Reid, who is married with three children, splits his time evenly between Florence and New York, a dichotomy that finds its way into his designs. “Those two worlds of downtown Manhattan and small-town Alabama are really the heart of the collection,” he explained. “I want my clothes to feel just as right walking down the Bowery as Main Street. It helps make us different and it’s our calling card, in a way.”
Working out of Florence has also been instrumental in the company’s financial stability. “Our operating costs would be 10 times higher if we were based in New York,” noted Reid. “Financially, we are very efficient in Alabama. And it’s so rewarding to be a part of this community and create jobs here.”

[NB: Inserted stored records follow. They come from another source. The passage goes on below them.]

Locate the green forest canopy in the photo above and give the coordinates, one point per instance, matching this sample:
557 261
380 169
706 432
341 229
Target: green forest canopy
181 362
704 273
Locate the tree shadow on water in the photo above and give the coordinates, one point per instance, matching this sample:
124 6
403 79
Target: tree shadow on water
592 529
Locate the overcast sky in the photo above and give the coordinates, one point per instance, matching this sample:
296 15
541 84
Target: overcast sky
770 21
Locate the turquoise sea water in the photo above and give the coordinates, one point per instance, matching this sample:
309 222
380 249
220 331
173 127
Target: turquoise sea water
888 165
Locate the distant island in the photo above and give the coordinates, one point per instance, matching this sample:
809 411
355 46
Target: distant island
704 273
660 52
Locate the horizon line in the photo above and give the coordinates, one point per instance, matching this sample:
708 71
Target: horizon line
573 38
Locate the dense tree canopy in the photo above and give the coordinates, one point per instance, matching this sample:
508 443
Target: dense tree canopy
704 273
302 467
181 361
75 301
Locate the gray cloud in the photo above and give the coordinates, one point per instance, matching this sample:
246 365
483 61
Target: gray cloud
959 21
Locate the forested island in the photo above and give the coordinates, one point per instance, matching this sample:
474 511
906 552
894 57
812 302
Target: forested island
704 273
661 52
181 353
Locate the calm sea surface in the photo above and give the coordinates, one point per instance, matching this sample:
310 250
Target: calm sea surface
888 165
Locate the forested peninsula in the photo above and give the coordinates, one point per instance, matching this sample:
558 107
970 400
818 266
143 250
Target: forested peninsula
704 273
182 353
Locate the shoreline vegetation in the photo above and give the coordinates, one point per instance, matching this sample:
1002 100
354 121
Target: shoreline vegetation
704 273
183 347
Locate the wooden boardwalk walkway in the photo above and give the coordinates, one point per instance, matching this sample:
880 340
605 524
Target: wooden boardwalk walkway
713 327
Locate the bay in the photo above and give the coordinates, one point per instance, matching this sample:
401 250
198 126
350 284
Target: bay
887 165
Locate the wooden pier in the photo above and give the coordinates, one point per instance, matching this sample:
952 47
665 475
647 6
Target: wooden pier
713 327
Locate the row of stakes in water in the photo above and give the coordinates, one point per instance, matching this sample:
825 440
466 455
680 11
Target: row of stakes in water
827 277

Reid has small-town roots, having grown up in Amite, La., where his mother owned a clothing store that sold Gloria Vanderbilt and Calvin Klein jeans, which gave him his first whiff of the fashion business. He attended Southeastern Louisiana University and studied physical education — but flunked out. “I wanted to be a football coach. I’m probably the only person who ever flunked out of P.E.,” remembered Reid.
With the urging of his mother, Reid went on to study fashion design and merchandising at the Art Institute of Dallas. While earning his degree there, he worked at the local Saks Fifth Avenue in the men’s department. “That was my best learning experience. I learned tailoring inside and out,” he recalled. Reid launched the William Reid collection in 1997 in Dallas and then moved it to New York in 1999.
Following the steep challenges presented by 9/11, New York gave Reid yet another scare during the financial crisis of 2008. The designer opened his Bowery Street store that October, just as the stock market collapsed. “We busted our butts to open that store, doing most of the build-out ourselves,” he recalled. “We were all ready to sell these expensive handmade suits to bankers and then Wall Street crashed. We were like, ‘Oh, not again.’”
However, like the overall economy, Reid was able to ride out the recession and continued to grow the brand and win his second CFDA award. “It’s through construction, fit, fabrics and details that we interpret the classics,” related Reid. “If I’m making a peacoat, I want it to be the best damn peacoat I can make, with details and fabrics that will make it last forever. Every piece I make, I try to put that feeling in it.”